I saw you coming!  My bottom line is not predication but the explicitness of whatever predications one makes.  What could, of course define consciousness as "whatever humans do that seems to me conscious" or "Whatever is produced by a human brain".  But, after trying to do science with such definitions, I think most would realize that these definitions are incapacitating.  At that point, a scientist relinquishes those definitions and begins to seek others, definitions that actually direct one toward the possibility of finding answers.  Thus, I stipulate that definitions are part of the dialectic of discovery.  Neither I, nor Frank, is allowed to say M is the meaning of P for all time; we are only allowed to say that for some set of purposes, in some context, M is the meaning of P.  Are we constantly pressing a head toward the most universally applicable definitions?  You bet!  Do we ever get there?  Not yet!

Nicholas Thompson
Emeritus Professor of Ethology and Psychology
Clark University
[hidden email]
https://wordpress.clarku.edu/nthompson/
 


-----Original Message-----
From: Friam <[hidden email]> On Behalf Of u?l? ???
Sent: Tuesday, July 28, 2020 11:07 AM
To: FriAM <[hidden email]>
Subject: Re: [FRIAM] gelotophilia

Yes! This is exactly my sentiment in objecting to the (torturously defined) concept of definite. There are a number of us here on the list who seem dyed-in-the-wool predicativists and impredicativity will be rejected at every turn, often imperiously and pretentiously. I'm not *committed* to the idea that loopiness is a primary constituent of living systems.
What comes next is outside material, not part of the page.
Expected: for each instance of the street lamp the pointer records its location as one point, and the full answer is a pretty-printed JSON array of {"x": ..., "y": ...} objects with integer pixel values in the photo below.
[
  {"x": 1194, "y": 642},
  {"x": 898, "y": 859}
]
But so few can construct a good argument *against* it that I've remained in this state for decades, now.

On 7/28/20 9:57 AM, Steve Smith wrote:
> Perhaps a properly broadly conceived General Artificial Intelligence would ultimately include all of this as well, and as deep learning evolves, it seems that there is no reason that a GI couldn't simulate the physiological feedback loops that drive and regulate some aspects of humore?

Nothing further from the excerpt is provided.